Collin S P, Hoskins R V, Partridge J C
Department of Zoology, University of Western Australia, Nedlands, Australia.
Brain Behav Evol. 1997;50(6):335-57. doi: 10.1159/000113345.
The world's deep oceans are home to a number of teleosts with asymmetrical or tubular eyes. These immobile eyes possess large spherical lenses and subtend a large binocular visual field directed either dorsally or rostrally. Derived from a lateral non-tubular eye, the tubular eye is comprised of a thick main retina, subserving the rostrally or dorsally directed binocular visual field, and a thin accessory retina subserving, the lateral, monocular visual field. The main retina is thought to receive a focussed image, while the accessory retina is too close to the lens for a focussed image to be received. Several species also possess retinal diverticula, which are small evaginations of differentiated retina located in the rostrolateral wall of the eye and thought to increase the visual field. In order to investigate the spatial resolving power of these retinae (main, accessory and diverticulum), the distribution of cells within the ganglion cell layer was analysed from retinal wholemounts and sectioned material in ten species representing four genera. In all species, the main retina possesses a marked increase in cell density towards a specialised retinal region (area centralis), with a centro-peripheral gradient range between 7:1 and 60:1 and a peak density range of between 30 and 55 x 10(3) cells per mm2. The accessory retinae and the transitional zone between the main and accessory retinae possess relatively low cell densities (between 1 and 10 x 10(3) cells per mm2) and lack an area centralis. Retinal diverticula examined in four species possess mean ganglion cell densities of between 7.2 and 109.4 x 10(3) cells per mm2. Analyses of soma areas show that the ganglion cell layer of most species possesses cells with areas in a range of 8.0 to 15.4 microns2 in the main retina and between 15.1 and 17.4 microns2 in the accessory retina. The peak spatial resolving power of the main retina of the ten species varies from 4.1 to 9.1 cycles per degree. The positions of the retinal areae centrales relative to each species' binocular visual field are discussed in relation to what is known of feeding behaviour of these fishes in the deep-sea.

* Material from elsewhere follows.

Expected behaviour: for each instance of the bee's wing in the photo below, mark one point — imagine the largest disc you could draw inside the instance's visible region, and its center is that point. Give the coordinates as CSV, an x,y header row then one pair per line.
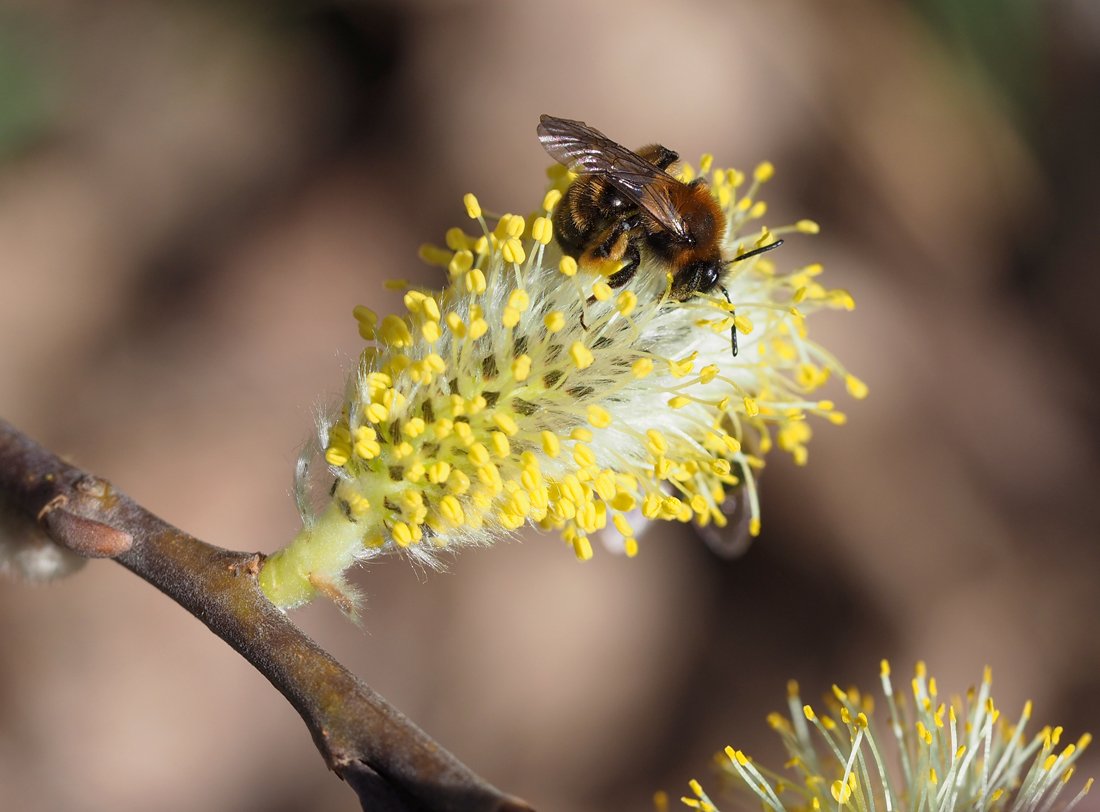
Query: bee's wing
x,y
586,151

世界上的深海是许多具有不对称或管状眼睛的硬骨鱼的栖息地。这些不能活动的眼睛拥有大的球形晶状体,并具有一个朝背部或吻部方向的大双眼视野。管状眼由侧向非管状眼演化而来,它由一个厚的主视网膜和一个薄的附属视网膜组成,主视网膜用于服务朝吻部或背部方向的双眼视野,附属视网膜用于服务侧向的单眼视野。主视网膜被认为能接收聚焦图像,而附属视网膜离晶状体太近,无法接收聚焦图像。有几个物种还拥有视网膜憩室,它是位于眼吻侧壁的分化视网膜的小突起,被认为能扩大视野。为了研究这些视网膜(主视网膜、附属视网膜和憩室)的空间分辨能力,我们分析了代表四个属的十个物种的视网膜整体标本和切片材料中神经节细胞层内的细胞分布。在所有物种中,主视网膜朝着一个特化的视网膜区域(中央区)细胞密度显著增加,中心 - 外周梯度范围在7:1到60:1之间,峰值密度范围在每平方毫米30到55×10³个细胞之间。附属视网膜以及主视网膜和附属视网膜之间的过渡区细胞密度相对较低(每平方毫米1到10×10³个细胞之间),且没有中央区。在四个物种中检查的视网膜憩室,其神经节细胞平均密度在每平方毫米7.2到109.4×10³个细胞之间。对细胞体面积的分析表明,大多数物种的神经节细胞层在主视网膜中细胞面积范围为8.0到15.4微米²,在附属视网膜中为15.1到17.4微米²。这十个物种主视网膜的峰值空间分辨能力在每度4.1到9.1周期间变化。结合已知的这些鱼类在深海中的摄食行为,讨论了视网膜中央区相对于每个物种双眼视野的位置。